A retrospective study was performed on data from patients with TB collected from a 7-year period to identify potential clinical predictors of DR-TB in our population; this was to enable a more effective approach to the diagnosis of either DR-TB or MDR-TB. Our results indicated that no sociodemographic characteristics were detected as risk factors associated with DR-TB. However, factors such as male sex, being 20 to 59 years of age, and foreign birth have been associated with DR-TB previously [10]. Having any contact with a person with TB has been associated with INH resistance [11]. Nevertheless, that was not our case. Also, exposure to certain environmental conditions such as poor nutrition, family history of TB, foreign birth [6], and lower socioeconomic status [7] have been associated with TB infection. History of previous TB [10] and prior TB treatment [12, 13] have been associated with DR-TB infection. However, our results showed that a history of previous TB was associated with INH susceptibility and it also was an independent predictor of it. Living with a relative with TB, history of incarceration, and poorly controlled DM were risk factors for having latent TB infection in persons with DM [8]. Marital status has also reported being independently associated with TB status [9]. HIV infection was not associated with DR-TB, as has been reported before [10]. In addition, mortality was more frequent in patients who had symptoms of altered level of consciousness, back pain, and cachexia. The first two were also independent predictors of mortality. Indeed, cachexia has also been associated with mortality in TB patients [15].

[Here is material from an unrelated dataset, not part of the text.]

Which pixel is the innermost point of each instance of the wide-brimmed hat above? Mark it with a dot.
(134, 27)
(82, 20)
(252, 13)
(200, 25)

Chest imaging could guide the diagnostic process by early detection of MDR-TB. In this study, we have found that the presence of cavitation and nodules in chest x-rays or chest CTs suggests the existence of at least one type of DR in the patient. This finding forms part of the relapse model developed by Colangeli et al., which predicts relapse after TB therapy [5]. When a pretreatment M. tuberculosis isolate has a higher minimal inhibitory concentration for INH and RIF, there is a higher risk of relapse. This data was combined with the presence of a positive culture at eight weeks, being underweight, cavitation on chest radiograph, bilateral disease, and white race. The score has a sensitivity of 70% and a specificity of 100% [5].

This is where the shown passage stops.